2018年10月20日土曜日

20181020:技術連携の経済分析

『技術連携の経済分析 中小企業の企業間共同研究開発と産学官連携』(岡室博之:同友館)

中小企業が他の企業や大学と共同で研究開発や事業を行う構造・意思決定・効果を大規模アンケートを取得して定量分析を行った岡室先生の論文集。
自分が抱いていたイメージと分析結果との間にギャップがあって面白かった。

興味深かったトピックスをご紹介。

<中小企業の連携先:第4章>
事前イメージ:中小企業は遠方ではなく地元の企業や大学と連携する
定量分析結果:遠方でも最適なパートナーを見つけている


  • 企業と連携する場合は同じもしくは近隣の都道府県の割合が半分で、残り半分は遠隔地の企業と連携している。中小企業が連携する大学は46%が企業から遠隔地に立地している。
  • 地元でコミュニケーションを頻繁に取って交流することで、暗黙知を含む多くの知識移転が促されて、研究開発や製品化が進むと思われている。知識には粘着性があって地域に偏在することから、文科省や経産省のクラスター振興策もそのような知識を活用できるエコシステムを構築することを主目的としている。
  • しかし、最初から地元縛りでパートナーを探すと最適解につながらないケースもある。広くパートナーを探索することで、たとえ遠隔地であったとしても最適なパートナーであれば連携先に選ぶという行動ができている。
  • 11章では産学官連携とクラスターの分析を行っているが、産業クラスター計画に参加するだけでは研究開発生産性は高まらない(特許出願数と被引用数で計測)ことが報告されている。ここでも近隣地域の連携よりも遠隔地との連携の方が効果が高い結果となっていて興味深い。


<中小企業の連携先:第9章>
事前イメージ:公的補助金は技術開発を支援している
定量分析結果:共同研究開発において、技術的な成功には影響なし。商業的な成功にはマイナスの効果 


  • このパートは水野先生の著書で引用されて気になっていた部分で、この本を読むきっかけになったところ。
  • この調査では技術的成功(成果を特許・実用新案として出願したか)・商業的成功(売上増に貢献したか)を尋ねている。その結果、商業的成功は取引先との連携によって確率が高まり、大学との連携によって低下していた。
  • これは、そもそも商業的成功を目的とした連携であれば大学ではなくてバリューチェーンに関わりのあるパートナーと組むはずであり、大学と共同で行う研究開発案件は商業化には遠いテーマであろう。
  • 一方で公的補助金を受けたテーマも商業的成功にはマイナスの影響となっている。ものづくり補助金など公的補助金には「新規事業」「イノベーティブな挑戦」を促すようなものが多く、既存事業の売上アップなどは対象にできない仕組みになっている。このような補助金を使った共同研究では初めての取り組みも多いだろうから、商業的には成功しない事例も多いのは不思議ではない。
  • ただ、技術的な部分では貢献があるのではと思っていたのだが、統計的には支持されなかった。具体的な製品にするよりもさらに前の段階なのだろう。
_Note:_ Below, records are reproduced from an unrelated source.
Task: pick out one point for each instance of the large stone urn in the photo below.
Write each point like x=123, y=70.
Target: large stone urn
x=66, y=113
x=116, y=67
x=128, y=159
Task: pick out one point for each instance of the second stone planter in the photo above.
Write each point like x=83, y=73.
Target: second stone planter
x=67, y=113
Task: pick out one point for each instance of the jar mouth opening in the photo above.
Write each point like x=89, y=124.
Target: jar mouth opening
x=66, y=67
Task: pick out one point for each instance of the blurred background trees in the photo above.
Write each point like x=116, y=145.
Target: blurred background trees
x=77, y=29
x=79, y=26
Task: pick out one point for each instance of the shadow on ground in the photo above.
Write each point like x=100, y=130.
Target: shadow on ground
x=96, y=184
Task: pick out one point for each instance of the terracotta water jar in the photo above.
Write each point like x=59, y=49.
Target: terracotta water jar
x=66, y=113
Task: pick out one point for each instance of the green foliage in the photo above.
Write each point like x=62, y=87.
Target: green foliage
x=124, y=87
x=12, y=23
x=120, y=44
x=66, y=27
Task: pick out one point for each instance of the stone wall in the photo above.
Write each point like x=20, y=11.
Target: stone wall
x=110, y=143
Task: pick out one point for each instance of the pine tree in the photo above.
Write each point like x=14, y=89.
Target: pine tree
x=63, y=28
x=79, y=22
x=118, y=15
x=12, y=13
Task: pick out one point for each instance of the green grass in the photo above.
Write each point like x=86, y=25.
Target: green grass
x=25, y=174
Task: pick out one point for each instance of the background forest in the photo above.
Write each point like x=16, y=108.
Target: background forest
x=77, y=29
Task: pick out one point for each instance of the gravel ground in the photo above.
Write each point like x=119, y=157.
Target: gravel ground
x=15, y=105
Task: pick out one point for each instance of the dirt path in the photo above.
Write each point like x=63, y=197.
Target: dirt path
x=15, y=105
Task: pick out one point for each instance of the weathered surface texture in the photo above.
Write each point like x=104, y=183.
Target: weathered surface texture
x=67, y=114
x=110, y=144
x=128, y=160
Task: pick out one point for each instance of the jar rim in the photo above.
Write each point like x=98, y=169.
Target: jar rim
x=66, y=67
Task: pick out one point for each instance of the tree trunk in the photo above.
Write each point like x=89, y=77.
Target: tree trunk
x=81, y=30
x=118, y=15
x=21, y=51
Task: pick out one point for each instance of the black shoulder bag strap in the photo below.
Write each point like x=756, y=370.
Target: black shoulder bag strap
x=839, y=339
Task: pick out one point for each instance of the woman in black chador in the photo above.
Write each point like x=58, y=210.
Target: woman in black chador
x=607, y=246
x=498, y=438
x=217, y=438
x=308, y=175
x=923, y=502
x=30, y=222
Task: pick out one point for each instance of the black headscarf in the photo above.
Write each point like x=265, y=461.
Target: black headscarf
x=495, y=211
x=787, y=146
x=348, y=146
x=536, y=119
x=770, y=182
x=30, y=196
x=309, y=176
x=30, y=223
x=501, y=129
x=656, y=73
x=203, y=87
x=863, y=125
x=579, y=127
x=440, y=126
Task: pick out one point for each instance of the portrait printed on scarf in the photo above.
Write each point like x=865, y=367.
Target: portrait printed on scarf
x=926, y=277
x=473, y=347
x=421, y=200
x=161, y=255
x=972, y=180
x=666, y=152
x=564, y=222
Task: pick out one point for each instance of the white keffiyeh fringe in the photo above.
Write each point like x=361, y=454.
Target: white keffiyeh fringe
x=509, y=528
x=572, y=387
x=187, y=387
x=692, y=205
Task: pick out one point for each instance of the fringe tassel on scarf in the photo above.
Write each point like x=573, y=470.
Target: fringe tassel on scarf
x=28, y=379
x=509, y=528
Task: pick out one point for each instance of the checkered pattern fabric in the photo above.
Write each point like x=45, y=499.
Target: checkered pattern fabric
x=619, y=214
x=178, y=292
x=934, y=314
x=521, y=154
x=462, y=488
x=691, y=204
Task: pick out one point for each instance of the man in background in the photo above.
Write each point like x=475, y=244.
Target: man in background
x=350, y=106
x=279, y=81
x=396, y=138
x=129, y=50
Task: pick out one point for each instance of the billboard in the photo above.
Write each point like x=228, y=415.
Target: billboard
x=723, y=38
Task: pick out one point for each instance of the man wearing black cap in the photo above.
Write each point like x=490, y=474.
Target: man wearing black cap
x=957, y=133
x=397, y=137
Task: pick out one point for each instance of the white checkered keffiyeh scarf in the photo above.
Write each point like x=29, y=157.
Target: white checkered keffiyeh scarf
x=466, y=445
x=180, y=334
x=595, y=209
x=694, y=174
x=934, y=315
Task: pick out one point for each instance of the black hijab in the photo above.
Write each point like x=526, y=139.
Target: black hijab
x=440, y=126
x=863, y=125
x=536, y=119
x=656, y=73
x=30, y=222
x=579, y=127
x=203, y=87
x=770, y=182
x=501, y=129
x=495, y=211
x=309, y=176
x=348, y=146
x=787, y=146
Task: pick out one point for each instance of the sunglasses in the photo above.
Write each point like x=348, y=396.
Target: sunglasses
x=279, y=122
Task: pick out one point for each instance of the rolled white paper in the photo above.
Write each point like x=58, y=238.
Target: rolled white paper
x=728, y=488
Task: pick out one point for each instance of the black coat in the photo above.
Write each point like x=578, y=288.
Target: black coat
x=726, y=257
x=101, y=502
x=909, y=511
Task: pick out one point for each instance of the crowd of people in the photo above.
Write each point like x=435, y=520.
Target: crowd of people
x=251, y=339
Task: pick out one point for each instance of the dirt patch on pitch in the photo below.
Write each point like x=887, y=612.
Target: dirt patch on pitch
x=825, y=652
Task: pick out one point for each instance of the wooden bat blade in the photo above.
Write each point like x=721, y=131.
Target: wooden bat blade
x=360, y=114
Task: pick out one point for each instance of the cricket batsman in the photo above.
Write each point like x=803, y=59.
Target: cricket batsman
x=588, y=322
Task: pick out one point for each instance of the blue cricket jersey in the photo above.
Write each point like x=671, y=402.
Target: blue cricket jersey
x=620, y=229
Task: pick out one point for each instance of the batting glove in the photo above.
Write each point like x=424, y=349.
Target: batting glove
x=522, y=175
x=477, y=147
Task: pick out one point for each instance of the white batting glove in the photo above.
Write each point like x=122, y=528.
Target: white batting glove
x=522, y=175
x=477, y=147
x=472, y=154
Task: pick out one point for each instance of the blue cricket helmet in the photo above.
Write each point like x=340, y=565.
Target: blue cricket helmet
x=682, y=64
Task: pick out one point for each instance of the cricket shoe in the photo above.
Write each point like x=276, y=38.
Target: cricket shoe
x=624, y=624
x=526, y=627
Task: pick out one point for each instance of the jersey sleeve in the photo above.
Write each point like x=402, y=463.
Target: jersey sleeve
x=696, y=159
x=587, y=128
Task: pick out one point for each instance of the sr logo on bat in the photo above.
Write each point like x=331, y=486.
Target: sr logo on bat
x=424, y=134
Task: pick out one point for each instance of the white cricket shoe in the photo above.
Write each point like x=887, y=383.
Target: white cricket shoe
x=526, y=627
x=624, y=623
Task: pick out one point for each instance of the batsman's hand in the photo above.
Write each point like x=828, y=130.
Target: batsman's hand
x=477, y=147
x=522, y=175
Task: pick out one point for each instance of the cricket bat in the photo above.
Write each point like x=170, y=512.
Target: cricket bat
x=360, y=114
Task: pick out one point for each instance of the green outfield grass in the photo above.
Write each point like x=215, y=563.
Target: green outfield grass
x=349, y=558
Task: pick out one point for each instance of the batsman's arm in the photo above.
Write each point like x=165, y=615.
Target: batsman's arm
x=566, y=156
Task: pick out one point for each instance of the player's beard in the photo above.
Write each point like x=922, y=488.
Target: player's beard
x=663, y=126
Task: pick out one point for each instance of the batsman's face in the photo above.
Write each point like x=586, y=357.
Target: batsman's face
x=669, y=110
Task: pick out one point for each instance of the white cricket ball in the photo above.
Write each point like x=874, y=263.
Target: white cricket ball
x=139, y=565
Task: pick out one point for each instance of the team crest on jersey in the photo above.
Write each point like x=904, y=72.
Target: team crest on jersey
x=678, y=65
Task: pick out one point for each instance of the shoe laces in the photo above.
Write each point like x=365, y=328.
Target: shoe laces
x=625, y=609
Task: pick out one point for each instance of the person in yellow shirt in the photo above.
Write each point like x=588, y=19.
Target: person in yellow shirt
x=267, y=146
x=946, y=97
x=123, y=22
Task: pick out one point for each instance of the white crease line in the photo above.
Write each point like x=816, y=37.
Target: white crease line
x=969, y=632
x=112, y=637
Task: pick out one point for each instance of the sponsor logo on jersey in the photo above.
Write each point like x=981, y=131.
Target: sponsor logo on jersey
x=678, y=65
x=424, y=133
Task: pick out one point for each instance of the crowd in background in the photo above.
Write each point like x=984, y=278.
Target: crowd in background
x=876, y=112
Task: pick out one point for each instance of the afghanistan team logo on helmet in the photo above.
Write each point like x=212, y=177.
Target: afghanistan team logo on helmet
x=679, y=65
  • 補助金には、補助金該当事業で大きな利益を出すと受けた補助金を返還しなくてはならないという仕組みがあるため「利益を出せる事業にはそもそも補助金は使われない」という特徴がある。
  • その結果、報告書を集計して財務面の効果を計測しても大半は赤字ということになる。財務指標をそのまま見ると「収益性の悪いところにお金をバラまいてる!」という批判につながりやすい。補助金の効果を定量的に知りたいと思っていたので、このパートは勉強になった。


本書は定量分析の学術書なので、データを読み慣れてないと意味不明な図表が乱舞すると感じるかもしれない。